At the Federal level, while Representative Hoyer’s pending bill will allocate money to incentivize forest protection, it’s necessary complement would be a bill to disincentivize forest destruction. Fortunately, Senators Schatz and Blumenauer recently announced the Forest Act, potentially the first federal legislation to prohibit agricultural commodities produced on illegally deforested land from entering the U.S. market. The bill would require companies importing high-risk agricultural commodities and products to ensure that their supply chains do not contribute to illegal deforestation. While it only covers illegal deforestation – not insignificant as such, given that  94% of Brazil’s Amazon deforestation is illegal, while estimates for Indonesia hover around 80% – the Forest Act may face a stiff battle from Senate Republicans and their corporate backers.

A week after COP26 ended, the European Commission published a long-awaited proposal for a landmark anti-deforestation law, also meant to restrict products linked to deforestation from entering the EU. While it represents a watershed moment in the campaign to end Europe’s major role in destroying the world’s forests, the proposal still has some major shortcomings. For one, it does not apply to financial institutions. Furthermore, it relies on law enforcement in producer countries to determine if goods are linked to human rights violations – a profound concern in the world’s largest forest countries, like Brazil and Indonesia. As Human Rights Watch notes, the administration of President Jair Bolsonaro has dramatically weakened environmental law enforcement, effectively encouraging criminal networks that drive deforestation and that use threats and violence against forest defenders; similarly,  Indonesia’s sweeping new “Omnibus Law” is widely perceived as a direct threat to both forests and human rights.

The new European Commission proposal also ignores non-forested biomes, which means that products linked to conversion of other natural ecosystems like Brazil’s Cerrado, will not be subject to this law.

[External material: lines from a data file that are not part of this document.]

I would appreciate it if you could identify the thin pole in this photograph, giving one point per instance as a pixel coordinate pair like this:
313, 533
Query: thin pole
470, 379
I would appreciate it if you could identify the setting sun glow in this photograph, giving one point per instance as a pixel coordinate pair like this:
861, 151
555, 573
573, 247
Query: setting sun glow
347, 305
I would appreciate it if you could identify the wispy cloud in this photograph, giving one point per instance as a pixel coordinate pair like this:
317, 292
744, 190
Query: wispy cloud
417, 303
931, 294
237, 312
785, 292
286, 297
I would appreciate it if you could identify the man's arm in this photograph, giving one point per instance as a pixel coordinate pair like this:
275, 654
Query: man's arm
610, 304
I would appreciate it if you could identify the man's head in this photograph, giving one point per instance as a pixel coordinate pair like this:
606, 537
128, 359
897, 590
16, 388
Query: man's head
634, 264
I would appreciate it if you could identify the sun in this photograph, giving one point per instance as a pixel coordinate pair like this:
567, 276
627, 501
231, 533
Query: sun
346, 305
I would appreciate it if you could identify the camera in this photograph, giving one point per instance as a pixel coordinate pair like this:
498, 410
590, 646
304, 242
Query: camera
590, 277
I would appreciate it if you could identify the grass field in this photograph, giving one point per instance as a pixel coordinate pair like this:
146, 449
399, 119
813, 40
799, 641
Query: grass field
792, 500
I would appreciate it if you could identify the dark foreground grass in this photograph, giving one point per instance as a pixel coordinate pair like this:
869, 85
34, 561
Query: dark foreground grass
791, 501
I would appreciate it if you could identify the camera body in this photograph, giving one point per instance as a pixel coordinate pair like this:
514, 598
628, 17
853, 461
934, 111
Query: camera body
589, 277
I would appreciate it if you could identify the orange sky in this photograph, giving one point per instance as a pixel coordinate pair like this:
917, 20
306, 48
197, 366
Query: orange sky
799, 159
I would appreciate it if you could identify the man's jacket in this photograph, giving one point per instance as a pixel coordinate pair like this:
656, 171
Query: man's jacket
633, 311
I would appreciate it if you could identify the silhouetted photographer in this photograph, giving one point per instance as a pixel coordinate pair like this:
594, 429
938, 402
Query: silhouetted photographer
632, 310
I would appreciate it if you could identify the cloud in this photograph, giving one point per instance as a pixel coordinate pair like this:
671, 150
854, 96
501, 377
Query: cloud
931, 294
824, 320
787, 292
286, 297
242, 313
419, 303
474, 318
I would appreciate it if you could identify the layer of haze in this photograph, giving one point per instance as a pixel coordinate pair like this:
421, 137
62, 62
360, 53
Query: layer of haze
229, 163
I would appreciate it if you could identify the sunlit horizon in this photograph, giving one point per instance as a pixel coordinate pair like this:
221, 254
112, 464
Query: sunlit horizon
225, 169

And, the proposal fails to cover key products, like processed meat and rubber, even though the supply chains of these products are often tainted with deforestation. A positive last-minute addition to the text is the recognition of the need for agreements with producer countries in order to facilitate compliance with the regulation. This can be an important lever to reduce the drivers of deforestation in producer countries.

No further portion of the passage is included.